Laurent series representation of f(z)=(z-1)/(z-2) at z=i

[TheCly]

Homework Statement

Find the Laurent series representation for f(z)=(z-1)/(z-2) at z=i.

Homework Equations

NA

The Attempt at a Solution

I have taken multiple derivatives but I keep getting stuck at what to do after I find my representation of my nth derrivative. PLEASE HELP

 

[vela]

Why did you take the derivatives? I'm not saying that's not the right thing to do, but you must have had a reason for doing that.

 

[TheCly]

because to find the Laurent serries representation you must first find the talor expansion

 

[jackmell]

because to find the Laurent serries representation you must first find the talor expansion

No. The Taylor expansion is analytic entirely in it's domain of convergence and contains positive powers of (z-z0). The Laurent series is an expansion about a singular point in the domain of convergence and contains negative powers of (z-z0). Now look at your function. At the point i, it is analytic with the nearest singular point at z=2. Therefore, we can represent the function with a Taylor series with a radius of convergence equal to the distance to the nearest singular point which would be z=2. Contrast that with expanding it about the singular point z=2. In that case, the power series would be a Laurent series with negative powers of (z-2). Also, you don't have to compute the derivatives to find this Taylor series. Suppose I had just:

\frac{1}{z-2}

and I wanted to expand it about z=i. I could write:

\frac{1}{z-2}=\frac{1}{z-i+i-2}=\frac{1}{(i-2)+(z-i)}

=\frac{1}{(i-2)\left[1+\frac{z-i}{i-2}\right]}

=\frac{1}{i-2}\sum_{n=0}^{\infty} \frac{(-1)^n (z-i)^n}{(i-2)^n }

Now note that I had just 1 in the numerator. Can you long-divide yours, then do what I did to obtain it's Taylor Series?

 

[vela]

The Laurent series is an expansion about a singular point in the domain of convergence and contains negative powers of (z-z0).

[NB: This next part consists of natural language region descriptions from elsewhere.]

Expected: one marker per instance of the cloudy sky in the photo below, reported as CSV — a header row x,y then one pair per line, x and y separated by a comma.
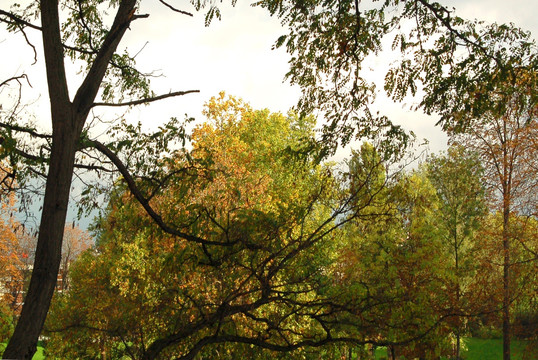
x,y
233,55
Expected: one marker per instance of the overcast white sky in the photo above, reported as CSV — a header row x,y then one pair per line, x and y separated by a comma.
x,y
233,55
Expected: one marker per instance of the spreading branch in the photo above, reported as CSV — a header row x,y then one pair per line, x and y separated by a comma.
x,y
131,183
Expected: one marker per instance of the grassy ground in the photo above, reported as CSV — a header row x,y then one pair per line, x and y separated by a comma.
x,y
39,355
484,349
477,349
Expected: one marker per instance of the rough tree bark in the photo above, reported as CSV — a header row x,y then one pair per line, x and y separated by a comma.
x,y
68,118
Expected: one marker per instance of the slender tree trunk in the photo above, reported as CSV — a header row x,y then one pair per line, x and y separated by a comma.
x,y
506,286
458,336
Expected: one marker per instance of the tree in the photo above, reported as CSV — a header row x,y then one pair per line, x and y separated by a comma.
x,y
504,138
11,264
457,178
150,296
326,39
75,242
393,261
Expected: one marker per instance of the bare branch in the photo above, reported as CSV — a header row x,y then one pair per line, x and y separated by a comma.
x,y
17,20
174,9
147,100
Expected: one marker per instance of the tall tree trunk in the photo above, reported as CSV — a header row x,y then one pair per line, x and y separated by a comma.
x,y
68,119
506,285
23,343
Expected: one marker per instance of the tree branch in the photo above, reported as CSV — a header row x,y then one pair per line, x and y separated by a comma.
x,y
87,92
148,100
144,202
174,9
17,20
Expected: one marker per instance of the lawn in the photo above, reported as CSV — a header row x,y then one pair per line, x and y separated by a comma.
x,y
39,355
482,349
477,349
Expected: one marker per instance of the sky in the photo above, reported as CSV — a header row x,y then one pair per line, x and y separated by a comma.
x,y
233,55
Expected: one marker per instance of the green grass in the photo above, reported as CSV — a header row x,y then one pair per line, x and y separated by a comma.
x,y
481,349
492,349
39,355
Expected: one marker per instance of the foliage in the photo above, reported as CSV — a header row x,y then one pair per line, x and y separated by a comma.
x,y
328,41
261,213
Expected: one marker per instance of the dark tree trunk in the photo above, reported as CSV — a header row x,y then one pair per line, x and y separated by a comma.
x,y
506,286
48,253
68,119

Not necessarily. You can expand about any point z₀. If the function is analytic there, you get no negative powers, and the Laurent series reduces to the Taylor series. In this case, the point z₀=i isn't a pole, so TheCly just needs to find the Taylor series, which can be done following the usual method of differentiating f(z) and evaluating

f(z) = f(z_0)+f'(z_0)(z-z_0)+\frac{f''(z_0)}{2!}(z-z_0)^2+\cdots

 

[jackmell]

Ok. Thanks Vela. I should have stated the Laurent series can contain positive powers of (z-z0) and negative powers but a Taylor series will only contain positive powers of (z-z0). Also, I'd like to suggest to the OP that he check his answer by seeing if it agrees, the first few terms anyway, with the series expansion in Mathematica or Wolfram Alpha.

Just type:

Series[(z-1)/(z-2),{z,I,5}]

 

[vela]

I think some people do say a series isn't a Laurent series unless it has negative powers, but at least the way I learned it (and in a few sources I checked), the Laurent series may but doesn't necessarily have negative powers and, when it doesn't, it reduces to the Taylor series.

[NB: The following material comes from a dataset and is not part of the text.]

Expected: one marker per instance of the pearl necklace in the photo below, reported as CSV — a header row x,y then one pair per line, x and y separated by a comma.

Which brings me to my next point. What I wrote earlier wasn't quite correct. The poles of a complex function divide the complex plane into some combination of a circle and one or more annuli centered at z₀. The Laurent series reduces to the Taylor series if the region of convergence you're interested in is the circle about z₀. If you're looking for the series outside of that circle, you'll get negative powers even if the function is analytic at z₀.

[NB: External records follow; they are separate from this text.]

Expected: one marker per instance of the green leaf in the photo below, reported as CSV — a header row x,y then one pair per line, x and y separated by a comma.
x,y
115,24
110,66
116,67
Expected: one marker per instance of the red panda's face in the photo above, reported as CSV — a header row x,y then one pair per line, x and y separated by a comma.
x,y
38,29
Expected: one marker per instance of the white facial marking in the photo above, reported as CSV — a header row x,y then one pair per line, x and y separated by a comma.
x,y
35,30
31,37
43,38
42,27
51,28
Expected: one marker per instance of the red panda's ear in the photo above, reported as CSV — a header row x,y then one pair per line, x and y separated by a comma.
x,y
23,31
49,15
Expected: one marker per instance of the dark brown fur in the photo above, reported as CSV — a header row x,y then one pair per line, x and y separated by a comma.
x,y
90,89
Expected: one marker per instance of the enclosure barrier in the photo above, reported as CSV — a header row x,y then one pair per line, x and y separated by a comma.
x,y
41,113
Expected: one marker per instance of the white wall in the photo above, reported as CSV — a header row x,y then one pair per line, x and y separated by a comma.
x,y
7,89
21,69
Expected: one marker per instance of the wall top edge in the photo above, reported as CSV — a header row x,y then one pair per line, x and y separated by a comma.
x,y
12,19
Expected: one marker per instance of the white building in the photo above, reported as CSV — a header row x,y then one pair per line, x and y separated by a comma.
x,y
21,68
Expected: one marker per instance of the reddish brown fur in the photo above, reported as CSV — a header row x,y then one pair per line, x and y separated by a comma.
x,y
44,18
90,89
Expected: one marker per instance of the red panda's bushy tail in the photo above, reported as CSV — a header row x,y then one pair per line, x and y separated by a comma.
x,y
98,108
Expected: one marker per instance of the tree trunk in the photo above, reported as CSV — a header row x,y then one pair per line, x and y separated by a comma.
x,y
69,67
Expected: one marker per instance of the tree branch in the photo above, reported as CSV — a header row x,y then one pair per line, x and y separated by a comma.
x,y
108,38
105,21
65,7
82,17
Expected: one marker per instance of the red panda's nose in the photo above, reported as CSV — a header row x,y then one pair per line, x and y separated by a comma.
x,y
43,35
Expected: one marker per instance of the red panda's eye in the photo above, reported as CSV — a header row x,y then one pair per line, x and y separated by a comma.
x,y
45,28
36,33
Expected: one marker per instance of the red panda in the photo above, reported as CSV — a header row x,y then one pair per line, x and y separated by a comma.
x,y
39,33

In this problem, there's a pole at z=2, which divides the complex plane into two regions centered at z₀=i: the first is |z-i|<√5, and the other, |z-i|>√5. So I'm guessing TheCly is supposed to find the series for both regions; in this context, the comment about needing to find the Taylor series first makes a bit more sense.

 

[jackmell]

If you're looking for the series outside of that circle, you'll get negative powers even if the function is analytic at z₀.

Yeah, a good exercise is to take the function:

\frac{1}{(z-z_0)(z-z_1)\cdots(z-z_n)}

and calculate the Laurent series for each annuli between the singular points. For the particular problem here, for |z-i|&gt;\sqrt{5}, we could just group the terms differently:

\frac{z-1}{z-2}=1+\frac{1}{(z-i)\left[1+\frac{i-2}{z-i}\right]}